A study carried out in San Francisco and Boston, USA, found that sexually active gay men were many times more likely to acquire a new highly antibiotic-resistant strain of the MRSA superbug than the rest of the population.
The study is published in the January 15th early online issue of the Annals of Internal Medicine and was led by researchers at the University of California, San Francisco (UCSF).
Scientists have noticed that infection with the multidrug-resistant, community associated methicillin-resistant Staphylococcus aureus (MRSA) appears to occur in isolated pockets.
The new strain, called USA300, which is resistant to many more front line antibiotics, is a close relative of the MRSA strain that has begun to spread outside of hospitals and into the community in recent years (CA-MRSA, or community associated MRSA, but technically also known as USA300).
Both strains spread easily through skin to skin contact, and get into the skin and the underlying tissue, causing abscesses and ulcers that can become life-threatening quite quickly.
The UCSF researchers decided to investigate the risk factors for infection with the new USA300, which has gained a foothold in San Francisco and other US cities.
The study was in two parts: a population-based survey of 9 San Francisco hospitals and a cross-sectional study in 2 outpatient clinics in San Francisco and Boston. The data reviewed related to culture proven cases of MRSA infections spanning 2004 to 2006.
The researchers looked for: risk factors, annual incidence and spatial clustering for infection by multidrug-resistant USA300.
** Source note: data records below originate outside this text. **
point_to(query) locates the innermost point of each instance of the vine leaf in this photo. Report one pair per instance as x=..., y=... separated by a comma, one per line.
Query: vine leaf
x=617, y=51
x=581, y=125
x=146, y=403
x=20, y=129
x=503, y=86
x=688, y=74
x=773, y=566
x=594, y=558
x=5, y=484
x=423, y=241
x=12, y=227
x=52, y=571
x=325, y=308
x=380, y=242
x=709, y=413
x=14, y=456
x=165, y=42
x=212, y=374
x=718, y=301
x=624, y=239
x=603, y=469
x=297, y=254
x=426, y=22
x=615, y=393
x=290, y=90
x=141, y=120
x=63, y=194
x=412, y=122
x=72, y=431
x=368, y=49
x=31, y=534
The strain of MRSA in the samples were identified using a range of methods such as: DNA sequencing (establishing the pattern of nucleotides in the DNA), polymerase chain reaction assays (amplifying DNA to help identify it), and pulse field gel electrophoresis (looking at very large DNA molecules).
The results for San Francisco showed that:
- The overall incidence of USA300 infection in San Francisco was 26 cases per 100,000 of the population (ranging from 16 to 36).
- The incidence was higher in 8 adjacent neighbourhoods (identified by ZIP codes) that had a higher proportion of male same-sex couples.
- Men who have sex with men were 13 times more likely to be infected with USA300.
- This risk was independent of previous history of MRSA infection or use of clindamycin (an antibiotic used to treat MRSA).
- The risk also appeared to be independent of HIV infection.
- USA300 infection mostly occurred in the buttocks, genitals, or perineum (the area between the anus and the penis).
The results for Boston showed that multi-drug resistant USA300 strains were recovered only from men who have sex with men.
The study concluded that:
“Infection with multidrug-resistant USA300 MRSA is common among men who have sex with men, and multidrug-resistant MRSA infection might be sexually transmitted in this population.”
In a separate press statement, the researchers expressed their concern that the new MRSA strain could soon spread to the general population. It can be spread through skin to skin contact but appears to be trasmitted more easily through intimate sexual contact, they said.
Lead author of the study, Dr Binh Diep, who is a UCSF postdoctoral scientist at San Francisco General Hospital Medical Center, said:
“These multi-drug resistant infections often affect gay men at body sites in which skin-to-skin contact occurs during sexual activities.”
“But because the bacteria can be spread by more casual contact, we are also very concerned about a potential spread of this strain into the general population,” he added.
He explained that the most effective way to protect oneself against infection, especially after sex, was to scrub the skin well with soap and water.
Diep said he was alarmed by the rapid rise in infections. In the figures they collected, they found that San Francisco’s Castro district, which has the highest proportion of gays in the country, the infection rate of MRSA was around 1 in 588 people. This compares with about 1 in 3,800 for the overall population of San Francisco, which is also high, said Diep.
Co-author Dr Henry Chambers, who is UCSF professor of medicine at San Francisco General Hospital Medical Center and lead scientist of a large multi-centered clinical trial recently funded by the National Institute of Health to study treatment of community-associated MRSA infections, said:
“Prompt diagnosis and the right treatment are crucial to prevent life-threatening infections and the spread of this bacteria to close contacts.”
The authors pointed out that their study was limited by the fact it was retrospective, and they had not looked at the link between sexual risk behaviours and infection. They recommended that:
“Further research is needed to determine whether existing efforts to control epidemics of other sexually transmitted infections can control spread of community-associated multidrug-resistant MRSA.”
“Emergence of Multidrug-Resistant, Community-Associated, Methicillin-Resistant Staphylococcus aureus Clone USA300 in Men Who Have Sex with Men.”
B. A. Diep, H. F. Chambers, C. J. Graber, J. D. Szumowski, L. G. Miller, L. L. Han, J. H. Chen, F. Lin, J. Lin, T. HaiVan Phan, H. A. Carleton, L. K. McDougal, F. C. Tenover, D. E. Cohen, K. H. Mayer, G. F. Sensabaugh and F.ço. Perdreau-Remington.
Ann Intern Med, early online 15 January 2008; 60520-204.
Print issue: 19 February 2008, Volume 148 Issue 4.